Becoming A Global Church: Social Media and Civic Responsibility


Church communications are changing as technology creates new ways to build relationships. Staying connected has prompted churches to increasingly use digital technology and social media. Millions of Americans use social networks; however as noted in a recent study by Life Way, 40% of churches are still unaccounted for on the social media scene. The Life Way study reports 54% of large-city churches, 46% of small-city congregations and 39% of rural churches are on Facebook.

Rev. Jackie Love Prim pastors one of the 60% of churches that use social media. As the pastor of Warren Chapel AME, Dallas, Texas, Rev. Prim developed a format to bridge the technology gap through intergenerational ministry where teens receive technology training and teach other members. “It is so important for the church to be aware that there is a shift in how we communicate in this country we want to avoid the nightmare scenario where people wake up and the switch has been flipped to everything being online. This is already occurring, we are seeing movement toward exclusive online services for vehicle registrations, business certifications and bill payment,” said Rev. Prim.
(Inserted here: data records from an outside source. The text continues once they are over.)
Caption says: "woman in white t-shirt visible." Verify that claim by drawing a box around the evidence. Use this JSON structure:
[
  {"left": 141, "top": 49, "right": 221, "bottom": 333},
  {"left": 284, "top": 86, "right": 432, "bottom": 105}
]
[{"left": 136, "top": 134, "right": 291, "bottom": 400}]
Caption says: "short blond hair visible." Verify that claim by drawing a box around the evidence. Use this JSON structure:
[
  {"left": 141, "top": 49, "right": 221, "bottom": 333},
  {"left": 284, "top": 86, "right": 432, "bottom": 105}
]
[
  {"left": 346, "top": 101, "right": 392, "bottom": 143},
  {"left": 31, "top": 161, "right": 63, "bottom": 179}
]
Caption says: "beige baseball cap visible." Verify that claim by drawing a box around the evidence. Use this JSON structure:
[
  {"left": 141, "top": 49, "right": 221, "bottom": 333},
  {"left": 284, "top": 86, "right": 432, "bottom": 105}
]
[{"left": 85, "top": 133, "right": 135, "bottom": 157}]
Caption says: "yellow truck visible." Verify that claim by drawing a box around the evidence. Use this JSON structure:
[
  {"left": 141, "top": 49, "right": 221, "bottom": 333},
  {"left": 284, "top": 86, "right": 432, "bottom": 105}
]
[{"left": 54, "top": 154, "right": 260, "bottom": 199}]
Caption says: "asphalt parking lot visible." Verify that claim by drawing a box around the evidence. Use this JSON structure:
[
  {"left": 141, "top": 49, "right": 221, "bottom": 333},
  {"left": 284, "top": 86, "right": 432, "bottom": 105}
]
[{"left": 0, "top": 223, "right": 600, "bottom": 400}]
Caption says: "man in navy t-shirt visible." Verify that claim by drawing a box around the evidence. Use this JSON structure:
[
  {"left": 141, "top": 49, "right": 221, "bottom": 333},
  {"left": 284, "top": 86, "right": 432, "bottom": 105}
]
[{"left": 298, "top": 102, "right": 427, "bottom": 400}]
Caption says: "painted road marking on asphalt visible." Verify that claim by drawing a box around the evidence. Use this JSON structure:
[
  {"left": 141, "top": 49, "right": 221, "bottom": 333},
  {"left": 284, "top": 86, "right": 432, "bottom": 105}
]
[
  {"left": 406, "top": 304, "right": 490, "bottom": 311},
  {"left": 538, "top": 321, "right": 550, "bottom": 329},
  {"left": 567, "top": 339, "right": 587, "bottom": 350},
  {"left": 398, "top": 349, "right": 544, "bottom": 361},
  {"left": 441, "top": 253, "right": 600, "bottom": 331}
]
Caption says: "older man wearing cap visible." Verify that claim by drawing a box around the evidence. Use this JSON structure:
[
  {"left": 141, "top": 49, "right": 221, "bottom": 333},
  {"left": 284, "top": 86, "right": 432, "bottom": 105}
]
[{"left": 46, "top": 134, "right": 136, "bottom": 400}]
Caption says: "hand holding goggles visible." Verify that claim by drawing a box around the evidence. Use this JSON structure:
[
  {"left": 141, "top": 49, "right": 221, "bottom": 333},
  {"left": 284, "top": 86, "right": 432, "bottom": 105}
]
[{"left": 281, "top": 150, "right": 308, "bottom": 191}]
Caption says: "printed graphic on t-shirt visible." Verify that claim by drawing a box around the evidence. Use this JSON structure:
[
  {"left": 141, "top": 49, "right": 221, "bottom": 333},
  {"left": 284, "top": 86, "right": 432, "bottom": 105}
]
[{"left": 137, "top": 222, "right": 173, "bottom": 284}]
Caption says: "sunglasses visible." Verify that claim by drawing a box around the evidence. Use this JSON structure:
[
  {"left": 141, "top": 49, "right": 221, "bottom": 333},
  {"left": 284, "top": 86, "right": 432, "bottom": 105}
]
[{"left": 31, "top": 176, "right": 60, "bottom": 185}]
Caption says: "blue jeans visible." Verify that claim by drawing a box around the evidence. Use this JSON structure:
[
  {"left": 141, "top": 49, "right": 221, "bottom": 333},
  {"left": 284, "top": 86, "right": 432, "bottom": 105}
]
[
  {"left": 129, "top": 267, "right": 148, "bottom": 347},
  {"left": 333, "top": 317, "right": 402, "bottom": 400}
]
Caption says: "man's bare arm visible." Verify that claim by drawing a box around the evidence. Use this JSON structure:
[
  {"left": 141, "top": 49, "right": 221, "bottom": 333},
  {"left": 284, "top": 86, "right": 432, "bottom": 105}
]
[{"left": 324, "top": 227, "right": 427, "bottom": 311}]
The Lifeway Study noted that large churches use Facebook much more than small ones. Eighty-one percent of congregations with 500 or more attendees use Facebook, compared to twenty-seven percent of churches with 1 to 49 attendees. Forty-three percent of churches with 50 to 99 attendees; forty-six percent of churches with 100 to 199 attendees and fifty-six percent of churches with 200 to 499 attendees use Facebook.

According to Rev. Prim, Warren Chapel A.M.E., is a small church with less than 100 members in one of the most depressed areas of the city, and one of the most economically disadvantaged areas in the state. In addition to Facebooking events for door to door voter registration drives, Warren Chapel has used social media to post reminders about school standardized test dates and election dates. “After going door to door we realized many of our neighbors had a misconception that if they had a criminal record they could not vote. We used internet technology to send out newsletters and materials from the district voter registration office to explain [eligibility to vote]. We are with the Dallas Faith Community Coalition and they also utilize social media to remind people and encourage people to vote,” Prim said.

Rev. Prim’s church implemented social media at low to no cost and plans to move toward online classes and ministry blogs. Rev. Prim stated “We use social media to host conference calls, classes, post lessons, podcasts and provide PDF lesson outlines. We also use a constant contact program that sends out professional event notifications to members.”

Facebook leads social networking with over 600 million active users. Twitter, an additional social network tool, has over 200 million users. The reach of social media is undeniable. “Facebook has allowed additional ministry with individuals that probably never would have sought face to face ministry. Of course there is no replacement for face to face communication; however social media is an additional tool for churches to build global relationships and to encourage civic responsibility. It is an opportunity to reach everyday people with a positive message,” said Prim.